No problem there except the hypocrisy. While the bishops and priest are into campaigns against the State’s authoritarian impulses, the Church is by itself undemocratic. Bishops and priets speak about equality yet they don’t allow women to become priests. They speak about the “preferential option for the poor” knowing that they are making huge profits from their expensive, elitist schools. They fulminate about government’s failure to invest in necessary economic and social infrastructure, yet the Church does not pay taxes so vital in national development.

I believe in the separation of Church and State. But the Church can actually help solve the fiscal problem by voluntary paying taxes. They speak about honesty, about good governance, yet the Church does not provide the public duly-audited financial statements of her own collections from the people. Men of the cloth rant about gambling yet most of them receive contributions from PCSO and from gambling organizations.

I do rave and rant against the government oftentimes. I have the right to do so because I pay my taxes. I support the State with my money; the State has to pay me back with good governance. It’s that simple.

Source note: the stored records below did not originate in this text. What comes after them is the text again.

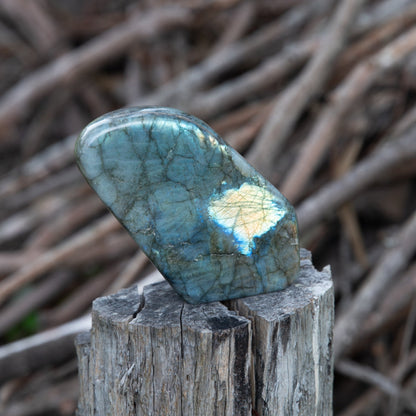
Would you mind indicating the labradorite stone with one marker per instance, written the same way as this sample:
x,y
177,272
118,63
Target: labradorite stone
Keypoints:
x,y
212,225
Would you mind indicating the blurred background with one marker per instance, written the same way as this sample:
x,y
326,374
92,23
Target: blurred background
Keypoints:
x,y
320,96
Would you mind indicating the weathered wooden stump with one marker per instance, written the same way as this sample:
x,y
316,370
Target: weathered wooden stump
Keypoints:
x,y
154,354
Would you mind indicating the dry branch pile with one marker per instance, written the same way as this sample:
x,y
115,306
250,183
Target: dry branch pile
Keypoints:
x,y
320,96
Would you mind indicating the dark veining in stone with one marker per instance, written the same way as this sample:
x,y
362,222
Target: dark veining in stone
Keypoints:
x,y
213,226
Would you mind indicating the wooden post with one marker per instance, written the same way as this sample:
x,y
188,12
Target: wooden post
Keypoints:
x,y
157,355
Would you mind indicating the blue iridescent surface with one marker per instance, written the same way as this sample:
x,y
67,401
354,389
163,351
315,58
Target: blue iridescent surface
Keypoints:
x,y
212,225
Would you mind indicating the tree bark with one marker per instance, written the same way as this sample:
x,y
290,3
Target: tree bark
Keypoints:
x,y
155,354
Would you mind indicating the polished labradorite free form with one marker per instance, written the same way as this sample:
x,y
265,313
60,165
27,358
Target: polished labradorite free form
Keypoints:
x,y
212,225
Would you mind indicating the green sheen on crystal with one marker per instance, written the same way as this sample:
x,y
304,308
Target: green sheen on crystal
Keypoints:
x,y
213,226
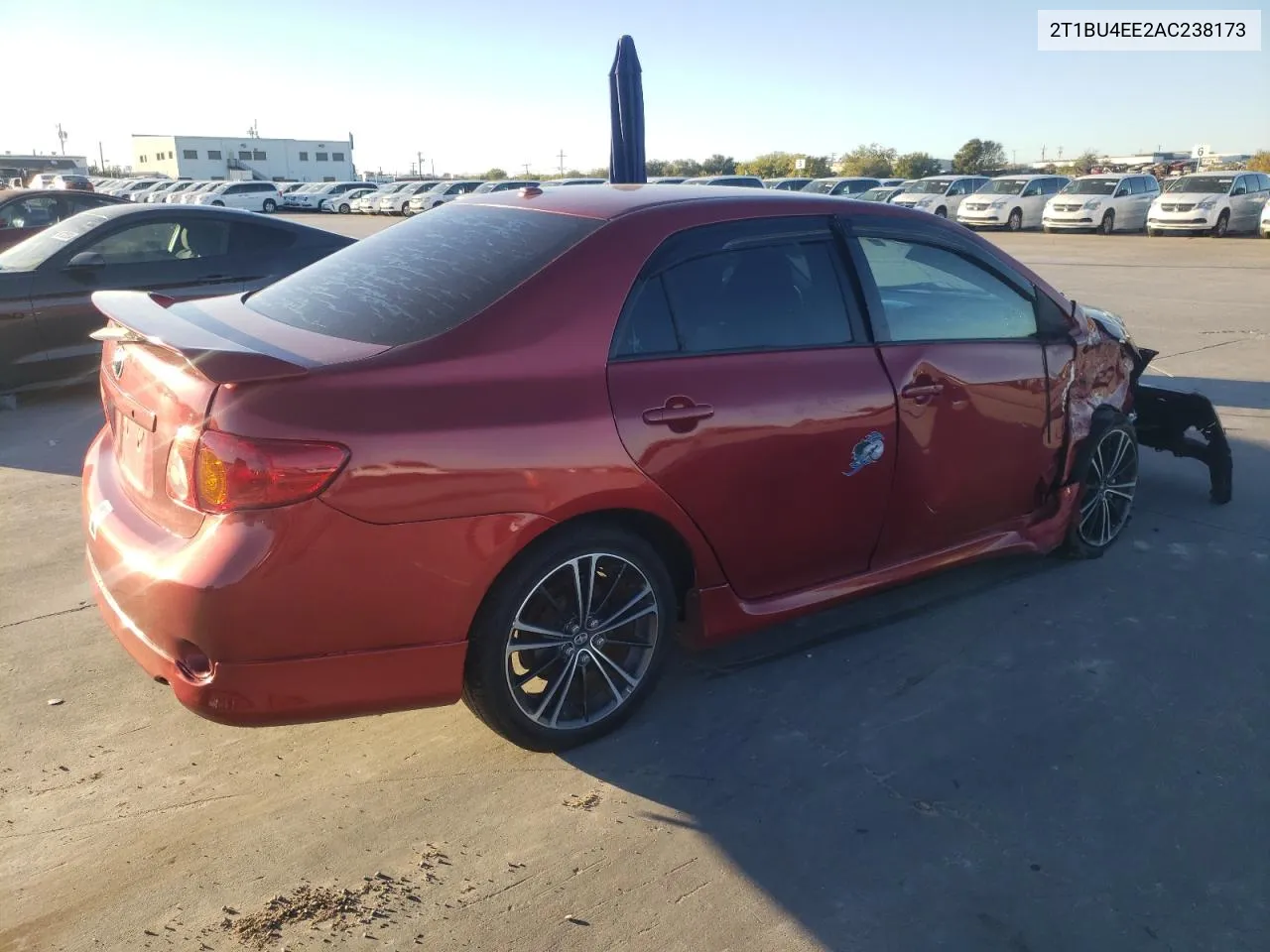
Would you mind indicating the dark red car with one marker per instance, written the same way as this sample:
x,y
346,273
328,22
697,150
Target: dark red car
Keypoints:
x,y
506,449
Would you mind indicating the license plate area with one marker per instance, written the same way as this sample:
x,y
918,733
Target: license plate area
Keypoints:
x,y
132,448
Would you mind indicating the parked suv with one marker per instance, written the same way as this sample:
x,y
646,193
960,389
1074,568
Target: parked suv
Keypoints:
x,y
252,195
440,193
940,194
1215,202
1102,203
1010,202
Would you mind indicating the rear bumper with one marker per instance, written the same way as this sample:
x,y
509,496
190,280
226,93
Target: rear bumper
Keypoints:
x,y
303,613
295,689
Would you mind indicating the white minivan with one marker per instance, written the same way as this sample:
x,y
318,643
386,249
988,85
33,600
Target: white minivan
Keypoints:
x,y
1211,202
1010,202
940,194
252,195
1101,203
312,197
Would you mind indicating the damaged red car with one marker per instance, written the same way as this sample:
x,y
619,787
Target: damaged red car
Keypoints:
x,y
509,449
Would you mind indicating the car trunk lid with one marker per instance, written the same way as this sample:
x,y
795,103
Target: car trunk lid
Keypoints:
x,y
162,366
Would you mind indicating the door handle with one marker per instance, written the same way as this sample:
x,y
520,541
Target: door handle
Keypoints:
x,y
679,413
921,393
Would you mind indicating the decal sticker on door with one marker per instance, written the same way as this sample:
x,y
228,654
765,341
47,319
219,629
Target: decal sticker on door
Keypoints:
x,y
866,451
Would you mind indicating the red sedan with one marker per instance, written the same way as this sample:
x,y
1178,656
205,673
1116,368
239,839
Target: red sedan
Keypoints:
x,y
506,449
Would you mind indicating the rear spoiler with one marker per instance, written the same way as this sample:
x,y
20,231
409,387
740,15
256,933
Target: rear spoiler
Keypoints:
x,y
143,317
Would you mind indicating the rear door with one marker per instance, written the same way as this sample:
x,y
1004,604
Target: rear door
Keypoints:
x,y
744,385
177,255
959,339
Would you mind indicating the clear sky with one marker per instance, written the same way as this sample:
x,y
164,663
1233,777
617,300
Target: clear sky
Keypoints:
x,y
472,86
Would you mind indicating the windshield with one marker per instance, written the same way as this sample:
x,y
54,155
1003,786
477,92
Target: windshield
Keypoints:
x,y
1091,186
1003,186
30,254
1205,184
930,186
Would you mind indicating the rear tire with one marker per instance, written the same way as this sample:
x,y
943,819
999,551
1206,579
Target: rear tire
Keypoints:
x,y
1106,471
594,669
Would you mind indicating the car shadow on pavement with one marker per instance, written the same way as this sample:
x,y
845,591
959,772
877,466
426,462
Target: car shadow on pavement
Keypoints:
x,y
50,430
1028,754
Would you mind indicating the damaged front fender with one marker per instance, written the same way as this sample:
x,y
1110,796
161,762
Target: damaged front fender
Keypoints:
x,y
1183,424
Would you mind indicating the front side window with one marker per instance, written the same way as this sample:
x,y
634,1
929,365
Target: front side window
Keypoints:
x,y
933,294
780,295
35,212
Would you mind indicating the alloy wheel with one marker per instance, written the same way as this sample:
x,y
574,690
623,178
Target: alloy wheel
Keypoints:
x,y
1109,489
581,642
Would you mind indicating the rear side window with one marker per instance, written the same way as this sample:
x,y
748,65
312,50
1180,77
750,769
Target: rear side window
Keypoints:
x,y
425,277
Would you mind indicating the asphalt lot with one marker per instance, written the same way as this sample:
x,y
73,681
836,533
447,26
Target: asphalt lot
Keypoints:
x,y
1025,757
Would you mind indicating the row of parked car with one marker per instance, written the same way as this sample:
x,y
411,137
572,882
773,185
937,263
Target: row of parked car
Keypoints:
x,y
1211,202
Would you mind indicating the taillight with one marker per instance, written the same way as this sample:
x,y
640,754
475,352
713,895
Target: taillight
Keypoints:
x,y
220,472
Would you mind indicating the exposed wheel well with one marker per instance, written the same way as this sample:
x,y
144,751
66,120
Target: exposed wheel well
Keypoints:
x,y
653,530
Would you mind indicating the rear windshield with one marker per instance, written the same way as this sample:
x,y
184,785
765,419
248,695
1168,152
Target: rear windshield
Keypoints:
x,y
421,278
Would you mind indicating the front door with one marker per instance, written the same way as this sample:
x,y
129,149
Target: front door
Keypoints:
x,y
178,257
960,345
744,388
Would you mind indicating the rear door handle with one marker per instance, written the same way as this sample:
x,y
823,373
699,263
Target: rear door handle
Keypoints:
x,y
679,414
921,393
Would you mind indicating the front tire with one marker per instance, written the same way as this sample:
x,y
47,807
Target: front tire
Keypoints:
x,y
1107,474
571,639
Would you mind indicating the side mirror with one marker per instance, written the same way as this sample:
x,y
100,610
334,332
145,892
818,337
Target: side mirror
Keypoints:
x,y
85,259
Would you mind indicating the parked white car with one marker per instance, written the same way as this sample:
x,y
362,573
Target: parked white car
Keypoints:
x,y
343,204
940,194
252,195
1213,202
440,193
1101,203
394,202
190,194
312,195
1010,202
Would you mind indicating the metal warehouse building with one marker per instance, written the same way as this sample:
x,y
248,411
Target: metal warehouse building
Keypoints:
x,y
268,159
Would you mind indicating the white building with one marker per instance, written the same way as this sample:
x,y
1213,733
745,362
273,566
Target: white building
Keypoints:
x,y
243,158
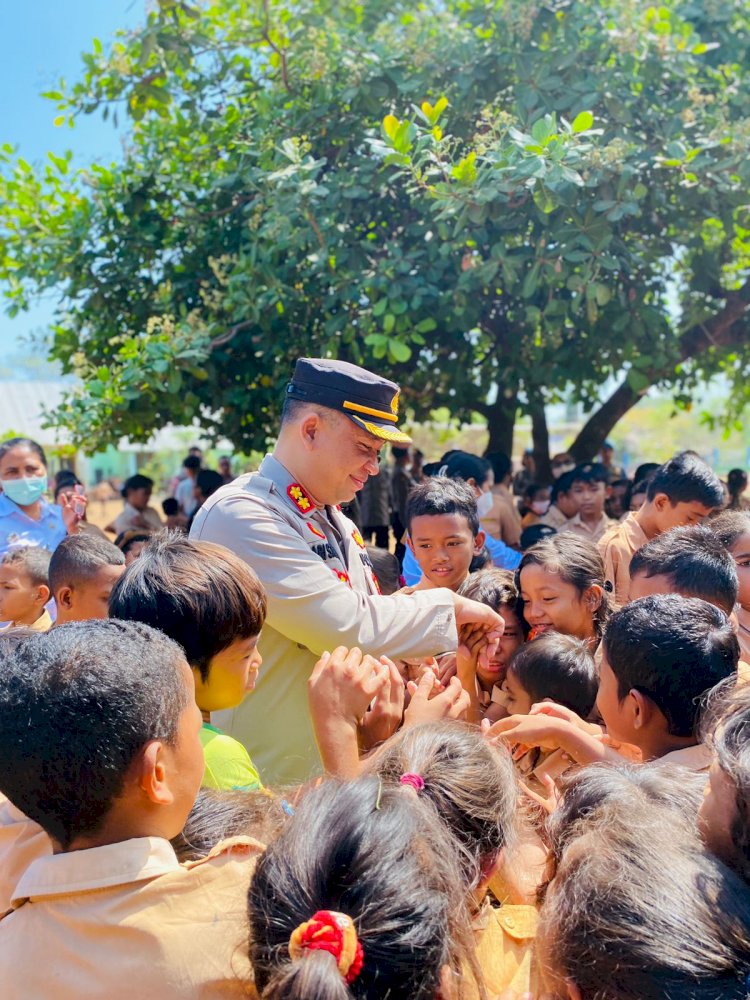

The party is one good metaphor. If you are an invited guest, you don’t rant and rave about the fly in the soup because it’s discourteous to do so. You just don’t eat the soup. In a restaurant, you have the right to complain because you paid for the meal with hard-earned money. The Church likes the excitement of bitching around every time while partaking of the political buffet with the full knowledge that someone else is paying for her meal.